Y hablé. Hablé mucho. Tanto que entre las múltiples cosas que le dije esa tarde, caí. Le dije que me cargaba estar en Octavo Básico porque uno no era ni «chicha ni limonada». Sentí cierto calor en las mejillas cuando se lo dije. Aunque no me vi, supe de inmediato que me estaba poniendo roja por la forma en que me miraba. Su gesto fue como de escrutinio público. No me dijo nada, pero igualmente sus ojos me cortaron. Solo se rió, me invitó un helado y no volvió a llamarme. Ahí terminó la primera parte de nuestra historia. La segunda parte ocurrió varios meses después, cuando la misma niña de Tercero Medio que nos había invitado a la fiesta, me relató todo eso que me había ocultado.

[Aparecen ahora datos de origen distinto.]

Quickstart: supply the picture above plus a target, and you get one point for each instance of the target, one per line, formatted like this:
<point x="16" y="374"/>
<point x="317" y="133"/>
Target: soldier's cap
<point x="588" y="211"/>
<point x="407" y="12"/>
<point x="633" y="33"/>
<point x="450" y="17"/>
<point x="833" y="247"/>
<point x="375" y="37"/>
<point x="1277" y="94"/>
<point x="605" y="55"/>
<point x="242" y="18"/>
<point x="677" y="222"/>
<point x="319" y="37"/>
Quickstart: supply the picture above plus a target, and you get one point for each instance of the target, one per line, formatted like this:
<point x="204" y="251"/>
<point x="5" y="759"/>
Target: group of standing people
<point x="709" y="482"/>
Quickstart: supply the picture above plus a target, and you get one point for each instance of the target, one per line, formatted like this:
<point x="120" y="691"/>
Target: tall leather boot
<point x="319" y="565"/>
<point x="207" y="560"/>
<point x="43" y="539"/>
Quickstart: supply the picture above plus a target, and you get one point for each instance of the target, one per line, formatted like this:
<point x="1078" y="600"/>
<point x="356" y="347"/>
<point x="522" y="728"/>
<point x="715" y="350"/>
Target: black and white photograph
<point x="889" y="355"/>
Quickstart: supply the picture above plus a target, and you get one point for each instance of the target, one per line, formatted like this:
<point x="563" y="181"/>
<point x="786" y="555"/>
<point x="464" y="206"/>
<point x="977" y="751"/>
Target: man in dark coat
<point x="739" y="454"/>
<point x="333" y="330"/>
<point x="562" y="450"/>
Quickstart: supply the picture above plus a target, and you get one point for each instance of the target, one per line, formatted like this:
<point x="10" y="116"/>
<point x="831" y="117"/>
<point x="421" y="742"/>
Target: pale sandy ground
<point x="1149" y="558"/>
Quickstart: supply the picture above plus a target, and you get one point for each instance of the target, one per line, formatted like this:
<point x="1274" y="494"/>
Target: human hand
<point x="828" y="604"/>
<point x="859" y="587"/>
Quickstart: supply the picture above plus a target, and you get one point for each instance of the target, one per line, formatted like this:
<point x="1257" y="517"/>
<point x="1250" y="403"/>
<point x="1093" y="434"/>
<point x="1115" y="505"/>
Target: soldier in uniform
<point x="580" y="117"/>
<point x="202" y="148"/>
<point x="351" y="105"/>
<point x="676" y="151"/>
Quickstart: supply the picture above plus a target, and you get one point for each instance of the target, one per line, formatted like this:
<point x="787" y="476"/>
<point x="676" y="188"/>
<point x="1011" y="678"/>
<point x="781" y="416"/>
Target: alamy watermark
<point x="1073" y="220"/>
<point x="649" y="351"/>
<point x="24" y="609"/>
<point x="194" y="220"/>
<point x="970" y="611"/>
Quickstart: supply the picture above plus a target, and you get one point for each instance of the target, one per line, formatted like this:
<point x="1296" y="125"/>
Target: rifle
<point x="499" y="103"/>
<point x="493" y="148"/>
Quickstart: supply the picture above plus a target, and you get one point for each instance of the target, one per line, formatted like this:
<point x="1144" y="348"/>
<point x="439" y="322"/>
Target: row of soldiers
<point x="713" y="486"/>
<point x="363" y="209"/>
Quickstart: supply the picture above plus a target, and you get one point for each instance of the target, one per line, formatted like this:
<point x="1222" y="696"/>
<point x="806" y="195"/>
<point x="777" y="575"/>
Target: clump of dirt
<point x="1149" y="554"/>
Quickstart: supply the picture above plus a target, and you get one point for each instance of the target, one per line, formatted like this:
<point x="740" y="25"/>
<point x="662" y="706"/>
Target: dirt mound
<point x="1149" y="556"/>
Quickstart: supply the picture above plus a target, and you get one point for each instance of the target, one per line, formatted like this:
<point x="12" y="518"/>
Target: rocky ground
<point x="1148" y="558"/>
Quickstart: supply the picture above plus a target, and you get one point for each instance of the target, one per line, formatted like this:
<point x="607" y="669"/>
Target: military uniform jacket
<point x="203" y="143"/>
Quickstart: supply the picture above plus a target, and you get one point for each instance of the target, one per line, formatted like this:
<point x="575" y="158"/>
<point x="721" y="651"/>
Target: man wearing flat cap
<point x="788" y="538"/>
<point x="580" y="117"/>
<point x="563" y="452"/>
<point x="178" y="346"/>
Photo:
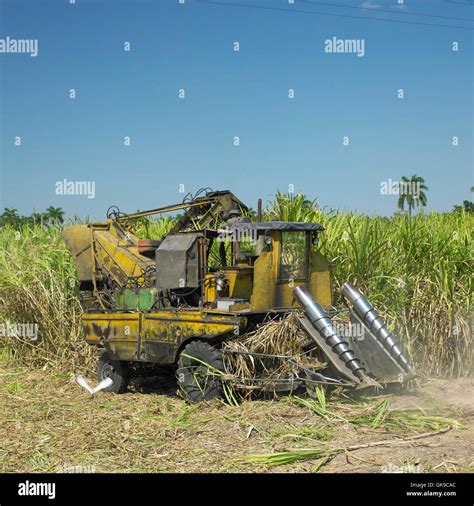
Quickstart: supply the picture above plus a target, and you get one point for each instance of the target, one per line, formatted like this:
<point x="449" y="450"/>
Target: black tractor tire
<point x="197" y="381"/>
<point x="118" y="370"/>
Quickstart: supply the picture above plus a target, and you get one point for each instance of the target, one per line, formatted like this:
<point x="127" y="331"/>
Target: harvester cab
<point x="217" y="276"/>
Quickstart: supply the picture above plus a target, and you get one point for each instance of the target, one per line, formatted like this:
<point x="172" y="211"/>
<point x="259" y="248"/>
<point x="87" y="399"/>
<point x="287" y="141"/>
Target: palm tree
<point x="408" y="194"/>
<point x="54" y="214"/>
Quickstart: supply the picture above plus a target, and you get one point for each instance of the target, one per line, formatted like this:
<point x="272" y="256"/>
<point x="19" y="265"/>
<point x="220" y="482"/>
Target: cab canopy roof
<point x="287" y="226"/>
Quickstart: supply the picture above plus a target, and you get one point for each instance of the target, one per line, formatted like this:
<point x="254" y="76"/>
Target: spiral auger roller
<point x="370" y="360"/>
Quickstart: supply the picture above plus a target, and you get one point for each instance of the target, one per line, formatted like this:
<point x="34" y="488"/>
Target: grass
<point x="53" y="423"/>
<point x="377" y="414"/>
<point x="417" y="271"/>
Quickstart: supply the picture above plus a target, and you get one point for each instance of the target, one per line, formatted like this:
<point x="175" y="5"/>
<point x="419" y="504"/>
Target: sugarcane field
<point x="236" y="252"/>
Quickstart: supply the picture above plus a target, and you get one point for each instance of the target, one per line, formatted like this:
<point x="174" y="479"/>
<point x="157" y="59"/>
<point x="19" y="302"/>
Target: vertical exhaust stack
<point x="367" y="313"/>
<point x="323" y="324"/>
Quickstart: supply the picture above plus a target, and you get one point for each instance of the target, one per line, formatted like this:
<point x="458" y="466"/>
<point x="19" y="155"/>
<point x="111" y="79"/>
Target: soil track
<point x="48" y="423"/>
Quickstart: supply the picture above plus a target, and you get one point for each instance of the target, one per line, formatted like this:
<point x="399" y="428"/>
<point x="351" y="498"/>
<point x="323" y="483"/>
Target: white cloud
<point x="368" y="4"/>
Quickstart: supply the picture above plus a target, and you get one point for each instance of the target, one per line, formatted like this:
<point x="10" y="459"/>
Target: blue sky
<point x="190" y="141"/>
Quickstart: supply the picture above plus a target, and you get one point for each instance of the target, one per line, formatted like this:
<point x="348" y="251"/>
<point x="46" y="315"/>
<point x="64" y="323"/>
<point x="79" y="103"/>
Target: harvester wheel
<point x="198" y="371"/>
<point x="117" y="370"/>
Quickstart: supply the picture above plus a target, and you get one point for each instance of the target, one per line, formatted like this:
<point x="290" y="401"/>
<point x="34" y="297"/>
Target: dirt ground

La niña, como era su compañera de curso, sabía varias cosas de él. Pero lo más importante de todo era que sabía que sus tatuajes no significaban lo que él decía. Sabía que se los había hecho durante su viaje de estudios a Brasil. Y que la noche que se los había hecho habían ocurrido varias cosas extrañas. Primero, sólo había logrado salir porque había echado «algo» muy raro en la bebida de la profesora jefa. Muchos vieron cómo la vieja se desvaneció mientras él se reía, cómo se le fueron cayendo de a poco los lentes y la cabeza. El Pechugón sólo salió cuando la vio acostada. Se perdió toda la noche, y al día siguiente apareció con el tatuaje de la serpiente y el oso. La serpiente era ella y el oso era él. Eso se cree. Aunque no es seguro, porque los que lo vieron esa mañana en el hotel cuentan que nunca dijo nada explícito, que sólo estaba con los ojos inyectados en sangre, y que no paraba de llorar y de decir que la «desgraciada» lo había dejado tirado en la arena. Y que justo antes de despedirse le había quedado mirando «burlonamente», directo al pecho.